Cervical Mucus & Fertility - Fertile vs Infertile Discharge

Tuesday, July 25, 2023 - 09:58

Cervical Mucus is essential to your reproductive health. Not only does it clean and protect your intimate area, but it’s also an efficient fertility indicator. Observing your daily vaginal discharge can help determine when you are more, or less likely to get pregnant. How? Read on.

Cervical Mucus: The Caretaker of your Reproductive System

In addition to vaginal cleansing secretions, your daily discharge also contains a substance called cervical mucus. It is produced in the cervix, which is the passageway between the uterus and the vagina.

Throughout your menstrual cycle, your cervical mucus changes in quantity and texture due to hormones. These changes are far from being random. They actually help protect and regulate your reproductive system.

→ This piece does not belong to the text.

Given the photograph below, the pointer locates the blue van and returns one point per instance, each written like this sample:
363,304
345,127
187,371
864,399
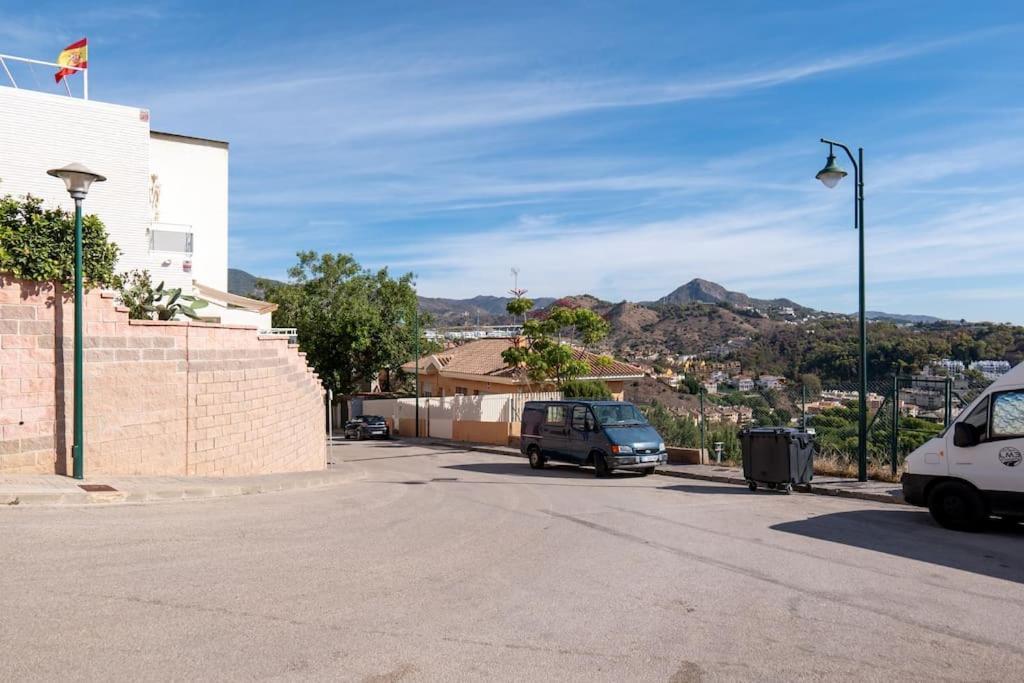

In fact, fertilization only occurs when sperm manages to travel through the cervix (and its mucus), and past the uterus to reach the mature egg. During infertile days, the mission of cervical mucus is to prevent sperm from reaching the cervix. Its texture becomes rich in white blood cells to destroy foreign bodies and seal the cervical canal. But when you’re ovulating, its texture changes and so does its mission: at this time, the mucus becomes responsible for carrying the sperms through the cervix and extending their longevity for up to six days in your body.

Therefore, by observing changes in your cervical mucus, you can determine your least and most fertile days.

How can I observe cervical mucus?

There are different ways to check the consistency and color of your discharge. You can either wipe your vagina with a toilet paper or insert your index and third finger into your vaginal opening to collect the secretions.

Once collected, examine the color of the mucus. Then, press it and stretch it between your thumb and your index. This allows you to determine its consistency and texture.

It’s preferable not to conduct this test right after intercourse because the cervical mucus may be mixed with semen.

Fertile vs Infertile discharge - How to differentiate?

There are four main types of vaginal discharge that mark four different stages of a woman’s cycle:

  • Fertile Discharge / Near-ovulation Phase: When you’re about to ovulate, your cervical mucus increases in quantity and becomes more watery and slippery. Its color is usually cloudy and white.
  • Highly Fertile Discharge / Ovulation Phase: When you’re ovulating, your cervical mucus becomes more transparent and stringy. It’s commonly compared in color and consistency to egg white.
  • Infertile Discharge / Post-ovulation Phase: After ovulation, your cervical mucus returns to being sticky and thick, followed by menstruation.
  • Infertile Discharge / Pre-ovulation Phase: After your period, you will hardly notice any discharge. These are “dry days” or, in other words, infertile days. Any vaginal discharge you see will be thick, dense, and feels rather sticky when you touch it between your fingers. It could be white or yellow.